Ces tensions géopolitiques croissantes accélèrent la militarisation des océans. Seuls un
petit nombre d’Etats dispose d’importantes flottes militaires leur permettant de protéger leurs
intérêts. EU, RU, France, Russie sont parmi les premières puissances navales, mais doivent
compter sur la croissance militaire chinoise, voire indienne. A l’échelle régionales, certains
Etats achètent du matériel militaire pour assurer leurs positions face à un voisin jugé
menaçant : cf Chine en Asie du Sud-est, voire pour l’Australie (achat de 12 sous-marins
français en 2016).
La multiplication des bases navales le long des routes maritimes majeures assurent des points
d’accès et de contrôle de ce réseau pour ces pays différents pays : Djibouti cumule 3 bases
navales étrangères sur son sol (FR, EU, Chine).

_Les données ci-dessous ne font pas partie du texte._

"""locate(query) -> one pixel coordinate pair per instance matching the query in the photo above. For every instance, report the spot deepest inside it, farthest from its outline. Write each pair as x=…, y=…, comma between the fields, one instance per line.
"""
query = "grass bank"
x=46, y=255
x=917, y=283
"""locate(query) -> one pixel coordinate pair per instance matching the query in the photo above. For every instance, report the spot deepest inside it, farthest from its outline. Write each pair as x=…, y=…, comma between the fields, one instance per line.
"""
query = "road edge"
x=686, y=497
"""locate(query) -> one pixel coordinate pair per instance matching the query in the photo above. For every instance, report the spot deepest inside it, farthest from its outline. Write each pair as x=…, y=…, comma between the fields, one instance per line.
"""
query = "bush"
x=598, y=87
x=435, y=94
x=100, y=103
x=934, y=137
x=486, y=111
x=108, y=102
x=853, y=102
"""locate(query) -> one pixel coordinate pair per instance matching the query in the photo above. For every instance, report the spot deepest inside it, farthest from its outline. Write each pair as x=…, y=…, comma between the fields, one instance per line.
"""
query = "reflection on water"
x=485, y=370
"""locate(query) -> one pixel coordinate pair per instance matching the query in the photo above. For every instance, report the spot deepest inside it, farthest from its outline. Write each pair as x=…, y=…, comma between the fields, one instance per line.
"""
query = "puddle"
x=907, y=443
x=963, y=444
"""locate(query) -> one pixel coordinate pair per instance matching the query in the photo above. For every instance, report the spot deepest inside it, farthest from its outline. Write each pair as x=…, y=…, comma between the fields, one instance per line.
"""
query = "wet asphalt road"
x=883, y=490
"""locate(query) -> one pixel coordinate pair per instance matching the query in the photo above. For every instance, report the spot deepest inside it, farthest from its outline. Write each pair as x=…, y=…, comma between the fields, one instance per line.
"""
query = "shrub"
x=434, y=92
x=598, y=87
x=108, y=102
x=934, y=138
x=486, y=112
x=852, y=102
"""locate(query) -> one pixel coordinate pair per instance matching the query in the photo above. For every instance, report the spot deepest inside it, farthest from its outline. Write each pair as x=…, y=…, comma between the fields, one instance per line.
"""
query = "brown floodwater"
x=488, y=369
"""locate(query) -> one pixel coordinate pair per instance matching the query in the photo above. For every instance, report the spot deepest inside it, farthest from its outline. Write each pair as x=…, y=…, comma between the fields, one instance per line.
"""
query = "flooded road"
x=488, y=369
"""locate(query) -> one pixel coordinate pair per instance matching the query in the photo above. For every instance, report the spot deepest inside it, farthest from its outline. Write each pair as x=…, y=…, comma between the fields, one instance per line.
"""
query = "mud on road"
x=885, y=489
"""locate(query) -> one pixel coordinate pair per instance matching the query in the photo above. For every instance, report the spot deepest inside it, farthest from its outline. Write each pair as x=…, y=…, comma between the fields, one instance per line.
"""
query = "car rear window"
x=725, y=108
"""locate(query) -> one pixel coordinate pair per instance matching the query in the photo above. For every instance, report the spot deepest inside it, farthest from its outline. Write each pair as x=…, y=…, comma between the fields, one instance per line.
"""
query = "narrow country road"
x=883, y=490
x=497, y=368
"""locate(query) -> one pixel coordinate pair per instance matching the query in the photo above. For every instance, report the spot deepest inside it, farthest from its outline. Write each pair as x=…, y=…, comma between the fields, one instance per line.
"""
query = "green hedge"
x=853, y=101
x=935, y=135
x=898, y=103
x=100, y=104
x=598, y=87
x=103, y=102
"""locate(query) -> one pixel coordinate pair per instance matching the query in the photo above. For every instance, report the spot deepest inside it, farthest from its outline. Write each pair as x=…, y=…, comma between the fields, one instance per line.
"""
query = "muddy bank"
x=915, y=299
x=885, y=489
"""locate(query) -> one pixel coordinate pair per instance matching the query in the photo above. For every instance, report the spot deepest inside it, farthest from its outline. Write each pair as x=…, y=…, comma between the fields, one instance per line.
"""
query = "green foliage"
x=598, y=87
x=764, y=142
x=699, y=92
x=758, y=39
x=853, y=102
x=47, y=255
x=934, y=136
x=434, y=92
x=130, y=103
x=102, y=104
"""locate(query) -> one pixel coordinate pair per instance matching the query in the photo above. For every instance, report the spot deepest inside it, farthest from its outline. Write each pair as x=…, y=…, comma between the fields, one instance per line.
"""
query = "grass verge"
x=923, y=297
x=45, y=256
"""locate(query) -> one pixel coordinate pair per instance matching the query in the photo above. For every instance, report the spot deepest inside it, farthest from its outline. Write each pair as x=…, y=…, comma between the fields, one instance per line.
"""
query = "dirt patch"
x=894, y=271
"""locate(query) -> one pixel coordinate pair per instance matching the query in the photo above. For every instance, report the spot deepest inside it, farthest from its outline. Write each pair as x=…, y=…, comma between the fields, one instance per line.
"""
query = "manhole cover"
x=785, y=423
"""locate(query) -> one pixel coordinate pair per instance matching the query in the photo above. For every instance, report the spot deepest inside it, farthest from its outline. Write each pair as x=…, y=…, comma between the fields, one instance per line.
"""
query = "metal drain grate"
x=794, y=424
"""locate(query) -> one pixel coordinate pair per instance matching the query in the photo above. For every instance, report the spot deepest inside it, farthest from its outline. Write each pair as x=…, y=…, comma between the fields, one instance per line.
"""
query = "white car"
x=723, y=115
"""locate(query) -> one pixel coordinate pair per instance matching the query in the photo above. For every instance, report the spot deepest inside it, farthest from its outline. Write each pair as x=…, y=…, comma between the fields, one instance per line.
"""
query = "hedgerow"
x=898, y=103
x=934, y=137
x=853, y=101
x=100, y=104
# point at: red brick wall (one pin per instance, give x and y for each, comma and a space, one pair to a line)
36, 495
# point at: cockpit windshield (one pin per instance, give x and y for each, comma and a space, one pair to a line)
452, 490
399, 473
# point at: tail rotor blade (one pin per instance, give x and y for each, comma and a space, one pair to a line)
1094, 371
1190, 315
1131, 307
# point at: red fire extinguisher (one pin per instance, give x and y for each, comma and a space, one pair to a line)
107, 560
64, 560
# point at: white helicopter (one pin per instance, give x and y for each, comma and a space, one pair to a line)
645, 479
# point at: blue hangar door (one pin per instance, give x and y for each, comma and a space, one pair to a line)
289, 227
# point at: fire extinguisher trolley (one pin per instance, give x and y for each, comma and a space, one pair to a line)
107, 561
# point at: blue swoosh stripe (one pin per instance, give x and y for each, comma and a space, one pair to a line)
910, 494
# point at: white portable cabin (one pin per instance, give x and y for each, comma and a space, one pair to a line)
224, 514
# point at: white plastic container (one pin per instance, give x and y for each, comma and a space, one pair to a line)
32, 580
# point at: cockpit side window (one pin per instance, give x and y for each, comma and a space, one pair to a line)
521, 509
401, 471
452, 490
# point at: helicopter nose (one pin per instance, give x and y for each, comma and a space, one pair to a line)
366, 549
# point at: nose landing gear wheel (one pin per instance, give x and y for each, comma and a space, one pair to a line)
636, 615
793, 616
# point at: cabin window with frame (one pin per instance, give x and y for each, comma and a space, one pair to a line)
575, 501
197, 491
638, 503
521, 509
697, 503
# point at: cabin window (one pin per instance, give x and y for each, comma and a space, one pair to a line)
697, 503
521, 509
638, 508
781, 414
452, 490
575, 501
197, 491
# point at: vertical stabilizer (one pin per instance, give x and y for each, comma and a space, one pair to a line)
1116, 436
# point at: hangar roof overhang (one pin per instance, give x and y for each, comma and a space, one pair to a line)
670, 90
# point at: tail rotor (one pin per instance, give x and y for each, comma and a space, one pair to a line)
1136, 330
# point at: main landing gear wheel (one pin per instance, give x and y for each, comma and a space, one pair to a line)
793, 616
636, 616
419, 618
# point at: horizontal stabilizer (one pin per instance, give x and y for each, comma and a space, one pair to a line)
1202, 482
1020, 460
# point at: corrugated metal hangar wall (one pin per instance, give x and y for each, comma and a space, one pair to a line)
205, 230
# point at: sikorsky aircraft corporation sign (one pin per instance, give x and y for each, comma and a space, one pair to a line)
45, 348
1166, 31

Ils sont gravement menacés par les activités humaines. La surpêche risque de produire une extinction
massive, en particulier en Méditerranée et mer Noire. Selon la FAO, plus de 60% des espèces pêchées
sont à la limite de leur capacité de renouvellement et 30% sont surexploitée. Les océans sont aussi
touchés par de nombreux polluants, dont 80% sont d’origine terrestre (rejet de pesticides, déchets non
traités). Cette concentration des déchets a donné naissance à de véritables « continents » de plastiques
dans les gyres (le plus important fait 3 fois la superficie de la France), dégradant les eaux océaniques
et retombant dans la chaîne alimentaire.
L’appropriation permet néanmoins aux Etats de mettre en place des mesures de protection et favoriser
la patrimonialisation de leurs domaines insulaires et maritimes : préservation des mangroves, des
barrières de corail, des espèces halieutiques. 5000 aires marines protégées existent aujourd’hui dans le
monde, soit 26M de km², mais qui ne représentent que 7% de la surface des océans, même si celle-ci a
doublé depuis 2017.
Les Etats maritimes sont partagés entre les logiques de valorisation et de protection. Le potentiel de
création de richesses des mers et océan est élevé mais en contradiction avec la nécessité de préserver
le milieu marin et la biodiversité. La coopération entre les Etats ne fait donc pas consensus alors que la
remontée du niveau marin menace l’existence même de certains Etats.